Storm sewers sometimes contain illegal connections to sanitary sewers. Sewage from these connections can be carried into waterways by rainfall and melting snow. Phosphorus-containing animal wastes sometimes find their way into rivers and lakes in the runoff from feedlots and barnyards.
Soil erosion contributes phosphorus to rivers. The removal of natural vegetation for farming or construction for example, exposes soil to the eroding action of rain and melting snow. Soil particles washed into waterways contribute more phosphorus.
Fertilizers used for crops, lawns, and home gardens usually contain phosphorus. When used in excess, much of the phosphorus in these fertilizers eventually finds its way into lakes and rivers.
Draining swamps and marshes for farmland or shopping malls releases nutrients like phosphorus that have remained dormant in years of accumulated organic deposits. Also, drained wetlands no longer function as filters of silt and phosphorus, allowing more runoff -and phosphorus- to enter waterways.
Impacts of Cultural Eutrophication
Shallow lakes and impounded river reaches, where the water is shallow and very slow-moving, are most vulnerable to the effects of cultural eutrophication. Phosphorus stimulates the growth of rooted aquatic vegetation. These plants, in turn, draw phosphorus previously locked within bottom sediments and release it into the water, causing further eutrophication. Eventually, the entire lake or river stretch may fill with aquatic vegetation.
The first symptom of cultural eutrophication is an algal bloom that colors the water a pea-soup green. As eutrophication increases, algal blooms become more frequent. Aquatic plants that normally grow in shallow waters become very dense. Swimming and boating may become impossible.
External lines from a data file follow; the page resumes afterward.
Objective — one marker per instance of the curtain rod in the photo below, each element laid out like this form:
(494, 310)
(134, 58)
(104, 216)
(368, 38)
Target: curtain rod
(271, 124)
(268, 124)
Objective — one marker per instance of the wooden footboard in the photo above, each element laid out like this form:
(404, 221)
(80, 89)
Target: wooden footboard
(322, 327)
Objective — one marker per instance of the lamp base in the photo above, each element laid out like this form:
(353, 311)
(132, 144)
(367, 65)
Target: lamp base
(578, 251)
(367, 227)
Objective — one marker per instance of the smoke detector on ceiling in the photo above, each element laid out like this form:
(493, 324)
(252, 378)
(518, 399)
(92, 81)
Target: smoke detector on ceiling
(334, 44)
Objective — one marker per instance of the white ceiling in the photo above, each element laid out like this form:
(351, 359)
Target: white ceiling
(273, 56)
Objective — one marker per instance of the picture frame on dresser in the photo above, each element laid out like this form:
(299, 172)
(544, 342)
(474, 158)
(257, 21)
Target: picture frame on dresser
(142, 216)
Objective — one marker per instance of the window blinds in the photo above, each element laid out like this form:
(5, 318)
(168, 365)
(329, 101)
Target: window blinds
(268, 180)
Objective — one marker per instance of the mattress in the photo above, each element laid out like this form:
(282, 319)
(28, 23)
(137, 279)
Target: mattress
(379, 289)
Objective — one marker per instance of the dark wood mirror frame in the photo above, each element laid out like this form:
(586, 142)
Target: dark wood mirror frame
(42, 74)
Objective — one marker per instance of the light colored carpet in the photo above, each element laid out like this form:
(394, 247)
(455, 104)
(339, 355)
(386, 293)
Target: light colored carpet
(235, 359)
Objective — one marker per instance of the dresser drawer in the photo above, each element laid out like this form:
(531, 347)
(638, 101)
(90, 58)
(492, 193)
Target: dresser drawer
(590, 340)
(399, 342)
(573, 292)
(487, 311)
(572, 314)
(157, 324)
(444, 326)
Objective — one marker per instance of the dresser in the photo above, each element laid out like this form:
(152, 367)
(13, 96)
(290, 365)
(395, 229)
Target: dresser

The advanced stages of cultural eutrophication can produce anaerobic conditions in which oxygen in the water is completely depleted. These conditions usually occur near the bottom of a lake or impounded river stretch, and produce gases like hydrogen sulfide, unmistakable for its "rotten egg" smell.
Changes in Aquatic Life
As with other types of water pollution, cultural eutrophication causes a shift in aquatic life to a fewer number of pollution tolerant species. The many different species that exist in clean water are replaced by a fewer number of species that can tolerate low dissolved oxygen levels-carp, midge larvae, sewage worms (Tubifex), and others. For example, waters that once supported bass, walleye, pike, and bluegill may only be able to support carp under eutrophic conditions.
Reversing the Effects of Cultural Eutrophication
Aquatic ecosystems have the capacity to recover if the opportunity is provided by:
1. Reducing our use of lawn fertilizers (particularly inorganic forms) that drain into waterways;
2. Encouraging better farming practices: low-till farming to reduce soil erosion; soil- testing to match the amount of fertilizer applied to soil needs, thus preventing excess fertilizer from finding its way into waterways; building storage or collecting areas around cattle feedlots, so that phosphorus containing manure is not carried away with surface runoff;
3. Preserving natural vegetation whenever possible, particularly near shorelines; preserving wetlands to absorb nutrients and maintain water levels; enacting strict ordinances to prevent soil erosion;
4. Supporting measures (including taxes) to improve phosphorus removal by wastewater treatment plants and septic systems; treating storm sewer wastes if necessary; encouraging homeowners along lakes and streams to invest in community sewer systems;
5. Requiring particular industries to pretreat their wastes before sending it to a wastewater treatment plant.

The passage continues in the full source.